Last Wednesday, Hezbollah launched a vicious, unprovoked attack into Israeli territory. This was also an attack on the authority and integrity of the elected Lebanese government, as Hezbollah has, by attacking Israel, hijacked the prerogative of the Lebanese government to control its territory and to make decisions on war and peace.

The Israeli peace movement objects to the occupation and colonization of the West Bank. It objected to the Israeli invasion of Lebanon in 1982 because the invasion was aimed at distracting world attention from the Palestinian problem. This time, Israel is not invading Lebanon. It is defending itself from daily harassment and bombardment of dozens of our towns and villages by attempting to smash Hezbollah wherever it lurks.

The Israeli peace movement should support Israel's attempt at self-defense, pure and simple, as long as this operation targets mostly Hezbollah and spares, as much as possible, the lives of Lebanese civilians (not an easy task, as Hezbollah missile launchers are too often using Lebanese civilians as human sandbags).

There can be no moral equation between Hezbollah and Israel.

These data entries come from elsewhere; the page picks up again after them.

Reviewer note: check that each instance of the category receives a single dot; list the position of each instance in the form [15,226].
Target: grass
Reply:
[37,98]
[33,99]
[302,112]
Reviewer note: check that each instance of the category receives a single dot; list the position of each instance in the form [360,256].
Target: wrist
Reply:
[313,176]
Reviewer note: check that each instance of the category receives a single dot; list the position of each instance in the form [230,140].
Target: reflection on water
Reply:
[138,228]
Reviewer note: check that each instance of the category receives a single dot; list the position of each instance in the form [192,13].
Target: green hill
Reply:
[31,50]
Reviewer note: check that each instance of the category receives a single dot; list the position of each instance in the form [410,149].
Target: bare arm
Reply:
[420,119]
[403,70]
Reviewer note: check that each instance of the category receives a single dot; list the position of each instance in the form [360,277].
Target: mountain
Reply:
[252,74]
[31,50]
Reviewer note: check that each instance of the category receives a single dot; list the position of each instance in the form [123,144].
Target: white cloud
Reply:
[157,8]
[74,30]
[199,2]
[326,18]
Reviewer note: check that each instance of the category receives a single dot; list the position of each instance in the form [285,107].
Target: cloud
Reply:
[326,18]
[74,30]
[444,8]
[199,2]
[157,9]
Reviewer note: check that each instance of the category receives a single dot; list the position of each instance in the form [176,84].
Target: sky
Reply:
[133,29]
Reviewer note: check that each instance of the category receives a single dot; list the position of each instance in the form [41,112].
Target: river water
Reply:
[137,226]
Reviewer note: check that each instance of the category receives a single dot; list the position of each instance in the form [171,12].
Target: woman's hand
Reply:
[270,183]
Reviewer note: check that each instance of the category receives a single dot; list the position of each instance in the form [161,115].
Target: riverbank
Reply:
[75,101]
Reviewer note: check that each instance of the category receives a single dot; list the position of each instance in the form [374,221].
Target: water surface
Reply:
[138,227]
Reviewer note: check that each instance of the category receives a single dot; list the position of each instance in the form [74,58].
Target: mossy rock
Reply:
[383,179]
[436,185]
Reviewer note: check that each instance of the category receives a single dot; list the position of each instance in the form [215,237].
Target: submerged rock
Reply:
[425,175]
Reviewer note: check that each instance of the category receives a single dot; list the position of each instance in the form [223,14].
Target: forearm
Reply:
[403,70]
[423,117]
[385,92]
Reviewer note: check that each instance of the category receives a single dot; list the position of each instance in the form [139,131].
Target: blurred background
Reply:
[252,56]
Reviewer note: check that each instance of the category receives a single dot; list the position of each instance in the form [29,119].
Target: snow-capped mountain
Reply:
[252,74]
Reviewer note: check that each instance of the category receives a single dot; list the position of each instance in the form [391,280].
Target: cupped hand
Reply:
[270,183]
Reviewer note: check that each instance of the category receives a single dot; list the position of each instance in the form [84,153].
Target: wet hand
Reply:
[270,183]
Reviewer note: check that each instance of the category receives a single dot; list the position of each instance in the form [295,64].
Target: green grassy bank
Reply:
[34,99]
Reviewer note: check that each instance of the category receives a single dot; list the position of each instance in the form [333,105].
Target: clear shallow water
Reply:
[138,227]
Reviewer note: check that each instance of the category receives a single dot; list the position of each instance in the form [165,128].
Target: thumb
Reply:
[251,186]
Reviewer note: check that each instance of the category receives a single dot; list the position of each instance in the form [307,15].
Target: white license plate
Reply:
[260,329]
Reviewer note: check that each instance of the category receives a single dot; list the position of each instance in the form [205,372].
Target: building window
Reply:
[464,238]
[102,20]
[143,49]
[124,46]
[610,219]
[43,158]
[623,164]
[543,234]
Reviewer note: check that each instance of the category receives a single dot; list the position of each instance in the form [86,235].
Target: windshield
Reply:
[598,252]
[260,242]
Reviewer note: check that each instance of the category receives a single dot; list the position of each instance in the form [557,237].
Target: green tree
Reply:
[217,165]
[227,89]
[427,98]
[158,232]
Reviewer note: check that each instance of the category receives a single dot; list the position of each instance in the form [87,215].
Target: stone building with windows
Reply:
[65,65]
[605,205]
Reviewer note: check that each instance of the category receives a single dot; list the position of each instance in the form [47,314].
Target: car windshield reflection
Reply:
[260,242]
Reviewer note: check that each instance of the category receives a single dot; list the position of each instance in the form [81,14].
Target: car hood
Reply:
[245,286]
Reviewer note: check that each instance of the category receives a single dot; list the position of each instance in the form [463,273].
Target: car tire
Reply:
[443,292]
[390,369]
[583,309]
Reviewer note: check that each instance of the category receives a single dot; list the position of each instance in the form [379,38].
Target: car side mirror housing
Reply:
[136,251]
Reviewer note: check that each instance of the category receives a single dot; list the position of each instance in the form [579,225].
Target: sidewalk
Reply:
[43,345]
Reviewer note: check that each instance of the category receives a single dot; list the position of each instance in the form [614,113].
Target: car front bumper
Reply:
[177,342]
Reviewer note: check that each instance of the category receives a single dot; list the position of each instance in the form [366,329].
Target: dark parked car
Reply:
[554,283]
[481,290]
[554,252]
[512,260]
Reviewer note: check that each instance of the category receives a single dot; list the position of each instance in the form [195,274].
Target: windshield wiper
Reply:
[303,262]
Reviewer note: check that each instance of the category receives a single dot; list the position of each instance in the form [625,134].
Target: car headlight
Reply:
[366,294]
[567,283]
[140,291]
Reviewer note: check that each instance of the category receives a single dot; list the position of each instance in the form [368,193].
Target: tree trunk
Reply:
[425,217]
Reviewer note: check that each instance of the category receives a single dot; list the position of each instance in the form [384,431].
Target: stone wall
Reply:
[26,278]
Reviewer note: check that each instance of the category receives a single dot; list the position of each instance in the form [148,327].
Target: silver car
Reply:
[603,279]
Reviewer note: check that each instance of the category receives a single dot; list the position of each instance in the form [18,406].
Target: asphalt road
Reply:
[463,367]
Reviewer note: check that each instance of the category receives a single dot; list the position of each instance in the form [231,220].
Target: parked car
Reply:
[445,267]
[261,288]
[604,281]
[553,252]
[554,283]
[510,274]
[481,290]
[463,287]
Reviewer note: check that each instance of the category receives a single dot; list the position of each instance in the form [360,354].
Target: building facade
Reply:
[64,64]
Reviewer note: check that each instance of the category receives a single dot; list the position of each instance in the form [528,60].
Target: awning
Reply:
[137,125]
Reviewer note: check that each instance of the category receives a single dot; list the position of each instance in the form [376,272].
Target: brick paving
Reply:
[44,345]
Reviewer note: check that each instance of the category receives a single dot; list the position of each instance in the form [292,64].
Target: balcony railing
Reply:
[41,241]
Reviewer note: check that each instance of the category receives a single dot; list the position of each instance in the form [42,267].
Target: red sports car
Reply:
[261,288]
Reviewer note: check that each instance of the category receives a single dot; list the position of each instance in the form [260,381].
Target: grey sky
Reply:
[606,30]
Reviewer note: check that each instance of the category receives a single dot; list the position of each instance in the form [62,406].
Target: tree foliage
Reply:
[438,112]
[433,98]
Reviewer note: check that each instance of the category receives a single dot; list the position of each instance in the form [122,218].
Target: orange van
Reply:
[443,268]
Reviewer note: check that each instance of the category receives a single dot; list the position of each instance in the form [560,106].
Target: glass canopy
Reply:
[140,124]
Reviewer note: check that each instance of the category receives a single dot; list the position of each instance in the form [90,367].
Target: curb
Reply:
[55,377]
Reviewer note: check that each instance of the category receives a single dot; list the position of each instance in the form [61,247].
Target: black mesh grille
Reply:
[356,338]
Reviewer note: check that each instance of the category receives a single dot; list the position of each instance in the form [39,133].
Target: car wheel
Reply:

Hezbollah is targeting Israeli civilians wherever they are, while Israel is targeting mostly Hezbollah. Hezbollah's missiles are supplied by Iran and Syria, sworn enemies of all peace initiatives in the Middle East.

The real battle raging these days is not at all between Beirut and Haifa but between a coalition of peace-seeking nations — Israel, Lebanon, Egypt, Jordan and Saudi Arabia on the one hand — and fanatic Islam, fueled by Iran and Syria, on the other.

If, as we all hope — Israeli hawks and doves alike — Hezbollah is going to be defeated soon, Israel and Lebanon will be the winners. Moreover, a defeat of a militant Islamist terror organization may dramatically enhance the chances for peace in the region.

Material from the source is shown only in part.